Diana linked over to my review of Song of Russia! Woohoo! It's a Noodlefood-a-lanche!!! Welcome Noodlefood readers!
But in her post, she remarks:
For the record, I disagree with [Flibbert's] comments about the equal threat of religion versus communism. The fact that both yield statism in politics doesn't show that one ideology isn't more dangerous -- i.e. more durable, totalistic, and inspirational of fervent belief -- than the other. That more dangerous threat is religion. Then again, I might not be understanding [Flibbert] correctly, as his comments were a tad rambling.
Diana is a hero of mine, so I take her remarks seriously. Since I respect her comments and I also know that my post IS very rambling and I did state some things incorrectly, I think I owe my readers a little clarity if not brevity.
The argument I intended to make is not as Diana describes.

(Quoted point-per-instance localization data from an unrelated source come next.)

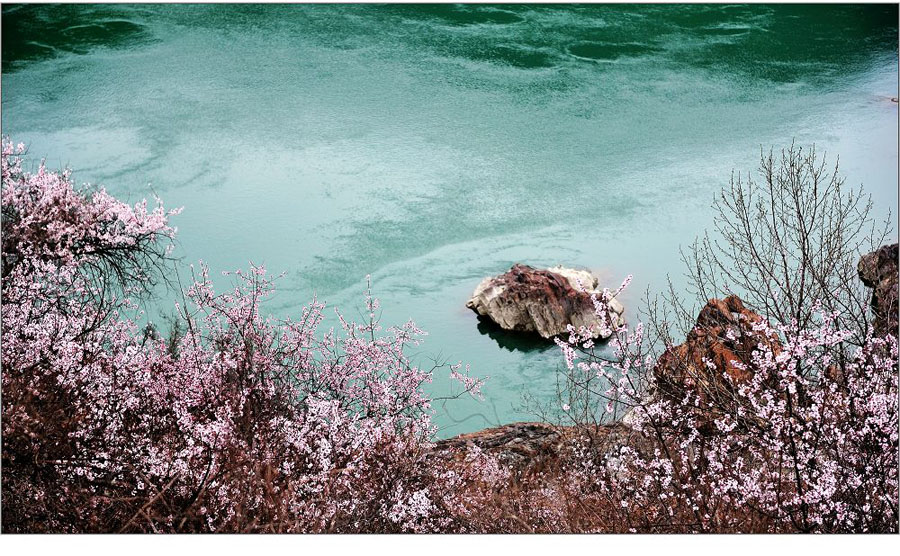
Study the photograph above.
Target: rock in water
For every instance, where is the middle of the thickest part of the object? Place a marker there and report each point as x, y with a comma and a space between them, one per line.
543, 301
878, 270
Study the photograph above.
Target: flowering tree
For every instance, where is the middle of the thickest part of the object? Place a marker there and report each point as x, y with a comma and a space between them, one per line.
785, 420
243, 423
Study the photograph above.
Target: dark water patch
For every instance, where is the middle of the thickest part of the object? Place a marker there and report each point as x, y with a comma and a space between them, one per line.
603, 51
723, 31
459, 15
516, 56
32, 33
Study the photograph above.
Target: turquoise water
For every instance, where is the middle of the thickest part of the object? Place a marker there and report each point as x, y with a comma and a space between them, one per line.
430, 146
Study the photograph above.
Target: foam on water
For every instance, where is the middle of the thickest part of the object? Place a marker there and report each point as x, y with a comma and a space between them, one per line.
431, 146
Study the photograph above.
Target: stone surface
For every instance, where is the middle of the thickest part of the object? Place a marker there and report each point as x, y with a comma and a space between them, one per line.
722, 337
541, 301
530, 445
878, 270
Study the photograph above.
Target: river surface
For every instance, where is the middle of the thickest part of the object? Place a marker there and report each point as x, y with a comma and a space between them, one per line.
430, 146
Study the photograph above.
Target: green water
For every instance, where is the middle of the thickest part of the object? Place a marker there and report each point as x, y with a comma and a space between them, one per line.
430, 146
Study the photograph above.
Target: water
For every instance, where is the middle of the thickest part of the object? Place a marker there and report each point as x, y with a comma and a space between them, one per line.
430, 146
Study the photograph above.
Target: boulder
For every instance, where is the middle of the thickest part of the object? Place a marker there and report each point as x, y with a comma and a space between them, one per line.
878, 270
715, 358
543, 301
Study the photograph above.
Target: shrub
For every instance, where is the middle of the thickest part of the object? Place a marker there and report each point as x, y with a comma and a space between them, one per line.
243, 423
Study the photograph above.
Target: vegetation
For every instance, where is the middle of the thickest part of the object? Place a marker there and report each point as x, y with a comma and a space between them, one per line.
241, 423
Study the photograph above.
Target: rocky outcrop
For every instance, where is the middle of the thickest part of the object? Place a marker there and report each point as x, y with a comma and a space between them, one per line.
719, 345
542, 301
530, 445
878, 270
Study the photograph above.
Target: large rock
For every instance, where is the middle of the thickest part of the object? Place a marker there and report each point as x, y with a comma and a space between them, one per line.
542, 301
527, 445
878, 270
720, 344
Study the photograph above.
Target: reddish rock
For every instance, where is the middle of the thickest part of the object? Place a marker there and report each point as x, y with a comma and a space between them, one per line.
720, 344
531, 445
878, 270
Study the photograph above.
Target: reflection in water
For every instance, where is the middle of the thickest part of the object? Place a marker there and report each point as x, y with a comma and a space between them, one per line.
513, 341
430, 146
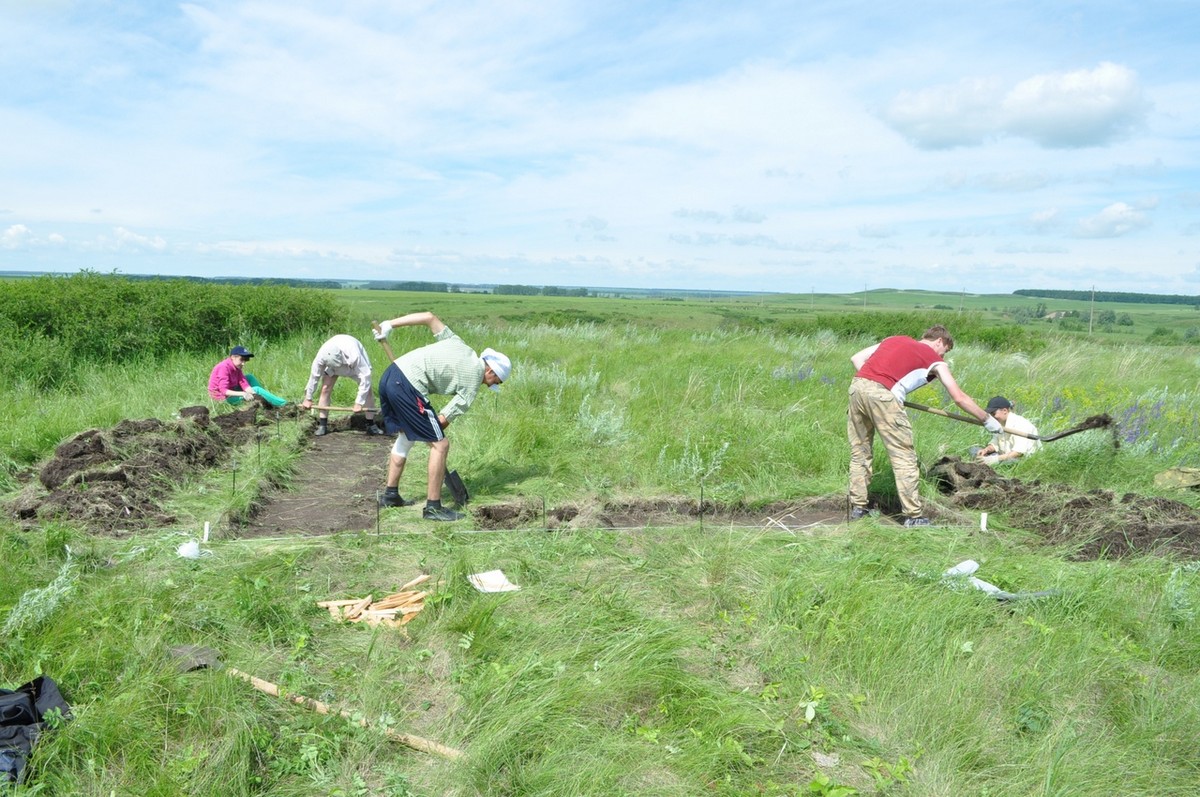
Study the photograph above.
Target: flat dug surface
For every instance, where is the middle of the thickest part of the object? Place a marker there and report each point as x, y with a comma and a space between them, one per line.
114, 481
334, 490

First, to be upfront about it: I agree that religion is a greater threat than communism at present.
I was trying to say that they share the same origin, but that religion is the en vogue form of the overarching evil in both.
But I wrote this:
I was just thinking about the (ongoing) debate about whether religion or communism poses the greater threat to freedom and I remembered: there is a single threat to freedom. In the realm of politics, the threat is that of statism.
That sounds so bland, but there isn't a name for that ideology at the political level.
The threat is the ideology that makes people think in politics that they (or a committee of them) know better than you about your life. But it's deeper than that. The threat is the ideology that makes people think -- in their private lives -- that they owe you something and they resent you for not thinking that you owe them more.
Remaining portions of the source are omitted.